Abstract
Prior infection with severe acute respiratory syndrome coronavirus 2 (SARS-CoV-2) is typically measured by nucleocapsid serology assays. In this study, we show that the Simoa serology assay and T-cell intracellular cytokine staining assay are more sensitive than the clinical Elecsys assay for detection of nucleocapsid-specific immune responses. These data suggest that the prevalence of prior SARS-CoV-2 infection in the population may be higher than currently appreciated.
Keywords: SARS-CoV-2, infection, nucleocapsid, serology, immunity
The prevalence of prior severe acute respiratory syndrome coronavirus 2 (SARS-CoV-2) infection in the population remains unclear. The US Centers for Disease Control and Prevention reported in February 2022 that 75% of adults had evidence of prior SARS-CoV-2 infection [1]. Nucleocapsid serology assays are commonly utilized to detect SARS-CoV-2 infection in epidemiologic studies [1] and vaccine studies [2], because current coronavirus disease 2019 (COVID-19) vaccines only encode the spike protein and not nucleocapsid. However, it is not known whether negative nucleocapsid serology tests using the approved commercial assays accurately exclude prior SARS-CoV-2 infection, particularly given widespread population immunity and often mild clinical illness.
MATERIALS AND METHODS
Study Population
A specimen biorepository at Beth Israel Deaconess Medical Center (BIDMC) obtained samples from individuals who received various COVID-19 vaccines or were infected with SARS-CoV-2. The BIDMC institutional review board approved this study (2020P000361).
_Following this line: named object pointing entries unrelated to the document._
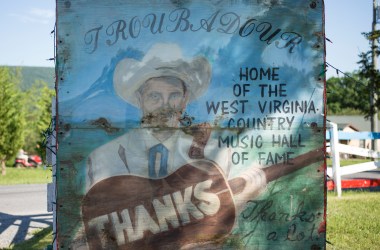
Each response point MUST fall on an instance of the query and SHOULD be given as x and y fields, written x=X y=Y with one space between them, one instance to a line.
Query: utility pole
x=374 y=117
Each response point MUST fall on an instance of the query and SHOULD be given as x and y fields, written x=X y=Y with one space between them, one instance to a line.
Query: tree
x=38 y=114
x=370 y=75
x=346 y=95
x=12 y=119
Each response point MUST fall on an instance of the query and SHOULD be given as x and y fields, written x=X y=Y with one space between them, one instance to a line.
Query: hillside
x=31 y=74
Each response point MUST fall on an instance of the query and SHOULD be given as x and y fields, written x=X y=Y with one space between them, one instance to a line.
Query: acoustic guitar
x=193 y=206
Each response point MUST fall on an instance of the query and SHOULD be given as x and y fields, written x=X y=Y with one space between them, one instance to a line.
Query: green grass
x=347 y=162
x=40 y=240
x=353 y=221
x=26 y=176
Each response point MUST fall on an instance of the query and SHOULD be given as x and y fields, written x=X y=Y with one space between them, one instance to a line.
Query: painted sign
x=190 y=124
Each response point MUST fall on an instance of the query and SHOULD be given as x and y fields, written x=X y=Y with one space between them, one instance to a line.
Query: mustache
x=161 y=116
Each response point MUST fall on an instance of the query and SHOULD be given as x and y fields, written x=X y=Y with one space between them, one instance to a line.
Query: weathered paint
x=240 y=163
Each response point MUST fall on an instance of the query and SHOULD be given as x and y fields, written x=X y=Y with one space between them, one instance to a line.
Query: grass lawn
x=26 y=176
x=347 y=162
x=40 y=240
x=353 y=222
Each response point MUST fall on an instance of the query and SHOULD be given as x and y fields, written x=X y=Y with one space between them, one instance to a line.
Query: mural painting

All participants provided informed consent. This study included 22 individuals who received the bivalent messenger RNA (mRNA) boosters and included samples from September or October 2022. Participants were excluded from this analysis if they were using immunosuppressive medications.
Roche Elecsys Assay
Elecsys Anti-SARS-CoV-2 (Roche), an approved immunoassay intended for the qualitative detection of antibodies to SARS-CoV-2 in undiluted human serum and plasma, was performed by Labcorp Inc. This assay uses a recombinant protein representing the nucleocapsid antigen for the determination of antibodies against SARS-CoV-2 and is intended for identification of individuals with an adaptive immune response to SARS-CoV-2, indicating recent or prior infection.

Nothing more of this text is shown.